B.M GENEL TAVSİYE NO:19 (11.oturum,1992)
Kadınlara Yönelik Şiddet

Aile içi şiddeti yenmek için alınacak tedbirler arasında şunlar yer almalıdır:

23/(ii) Kadın aile bireyinin öldürülmesi veya saldırıya uğraması durumunda namus savunmasının yasalardan çıkarılması


Saygılar
Old 15-08-2006, 17:48   #3
doktor2002

 
Varsayılan

Ağır tahrikten indirim mi?iyi önce bir kadını öldürelim sonra namusumuzu temizledik diyelim.Çok masum görünen bu katiller de aramızda elini kolunu salllayarak dolaşsın.Yasaların yaptırım gücü olmalı yoksa hiçbir etkisi kalmaz. Sene 2006 olmuş neye yarar hala kadınlarımız bir hiç uğruna katlediliyor. Bu katliamı yapan insanlar da namuslarını temizlediklerini söylüyorlar. Ama bence asıl namussuzluk bir insanı sebepsiz yere öldürmekir.
Old 08-09-2006, 19:27   #4
Adilyaşam

 
Varsayılan

Değerli arkadaşlarım tartışma bence hukuksal temelden yoksun bir biçimde sürmüş. tck'nın 82 maddesinde nitelikli insan öldürme suçu düzenlenmiş,aynı maddeni i) bendine göre; töre saikiyle insan öldürme suçu düzenlenmiş, yasanın bu bendinin gerekçesinde ise ;yerleşmiş Yargıtay kararlarında da kabul edildiği üzere, kan gütme saikiyle öldürme hâlinde ağırlaştırılmış müebbet hapis cezasına hükmedilmesi, fiilin sadece kan gütme saikine bağlı olarak işlenmiş olması hâlinde söz konusu olabilecektir. Ancak, belirtilmelidir ki, haksız tahrikin koşullarının bulunduğu hâllerde, bu bent hükmü uygulanamaz gerekçesi belirtilmiştir. her namus cinayeti bu bende göre töre cinayeti değildir. eğer tahrik varsa töre bendi uygulanmaz. bu nedenle mahkeme kararları eleştirilirken hakimlere haksızlık edilmemesini rica ederim. siz bir hukukçu olarak normal vatandaşlar gibi yorum yapamazsınız eğer tahrik varsa yürürlükteki yasaya göre töre cinayeti olmaz. töre cinayeti olması için, sırf töre saikiyle ile aile meclisinin karar alması ve bunun planlanarak soğuk kanlılıkla işlenmesi gerekir yani sırf bu saikle işlenmesi gerekir.töre cinayetlerine karşı olmak tabi ki çok doğru bir davranış ve duruştur ama
bunun için hukuksal değerlendirme yapmak da bir hukukçunun en iyi davranış biçimidir. saygılarımla
Old 10-09-2006, 00:22   #5
Av.Habibe YILMAZ KAYAR

 
Varsayılan Bir Haksız Tahrik Serüveni

Sn.fsenoglu68

Hatırlayacaksınız.
TCK nın tartışıldığı dönemde haksız tahrike ilişin çokça tartışma yaşanmıştı. Konu Adalet Alt Komisyonunca ve Adalet Komisyonunca yapılan çalışmalar sırasında tanımlandı ve ne anlaşılması gerektiği konusunda da açıklama yapıldı.
TCK da düzenlenen nitelikli insan öldürme suçunun ağırlaştırıcı sebebi olan töre saikiyle düzenlemesinin nasıl ve anlaşılması gerektiğine ilişkin önemli bir kaynak olduğunu düşünüyorum.

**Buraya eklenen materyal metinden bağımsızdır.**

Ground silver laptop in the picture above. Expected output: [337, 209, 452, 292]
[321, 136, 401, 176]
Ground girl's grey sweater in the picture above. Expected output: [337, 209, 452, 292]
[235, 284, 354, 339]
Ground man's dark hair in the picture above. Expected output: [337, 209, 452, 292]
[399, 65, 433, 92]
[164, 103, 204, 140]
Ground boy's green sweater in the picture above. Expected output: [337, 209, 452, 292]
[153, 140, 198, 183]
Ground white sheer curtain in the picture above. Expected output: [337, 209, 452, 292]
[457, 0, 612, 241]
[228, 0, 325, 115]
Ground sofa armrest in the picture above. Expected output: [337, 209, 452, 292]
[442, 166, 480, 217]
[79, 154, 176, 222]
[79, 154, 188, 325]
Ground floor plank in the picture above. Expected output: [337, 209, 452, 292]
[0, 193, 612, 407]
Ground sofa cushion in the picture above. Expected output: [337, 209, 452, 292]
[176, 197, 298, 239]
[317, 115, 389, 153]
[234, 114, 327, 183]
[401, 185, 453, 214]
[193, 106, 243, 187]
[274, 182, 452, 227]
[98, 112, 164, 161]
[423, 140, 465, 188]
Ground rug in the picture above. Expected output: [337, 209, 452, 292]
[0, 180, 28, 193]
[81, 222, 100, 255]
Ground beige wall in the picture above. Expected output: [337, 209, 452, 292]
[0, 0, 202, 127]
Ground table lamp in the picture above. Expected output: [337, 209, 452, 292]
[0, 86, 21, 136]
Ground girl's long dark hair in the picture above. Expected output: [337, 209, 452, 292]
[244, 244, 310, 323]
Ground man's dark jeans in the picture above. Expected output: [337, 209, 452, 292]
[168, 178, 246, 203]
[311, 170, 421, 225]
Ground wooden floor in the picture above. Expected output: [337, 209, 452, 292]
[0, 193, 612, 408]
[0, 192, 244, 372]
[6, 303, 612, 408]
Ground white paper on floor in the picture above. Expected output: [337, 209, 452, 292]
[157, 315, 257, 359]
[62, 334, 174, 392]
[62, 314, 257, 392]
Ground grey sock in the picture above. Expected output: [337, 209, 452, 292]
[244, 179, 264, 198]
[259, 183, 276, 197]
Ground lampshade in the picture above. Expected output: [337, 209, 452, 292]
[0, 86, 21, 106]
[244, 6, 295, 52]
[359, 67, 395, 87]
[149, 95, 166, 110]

Adalet Alt ve Adalet Komisyonundan çıkan metin aynen şöyledir:

[
Alıntı:
Haksız Tahrik MADDE 29- (1) Haksız bir fiilin meydana getirdiği hiddet veya şiddetli elemin etkisi altında suç işleyen kimseye ağırlaştırılmış müebbet hapis cezası yerine onsekiz yıldan yirmidört yıla ve müebbet hapis cezası yerine oniki yıldan onsekiz yıla kadar hapis cezası verilir. Diğer hâllerde verilecek cezanın dörtte birinden dörtte üçüne kadarı indirilir.

GEREKÇE:

Maddede ceza sorumluluğunu azaltan bir neden olarak haksız tahrik hâli düzenlenmiştir.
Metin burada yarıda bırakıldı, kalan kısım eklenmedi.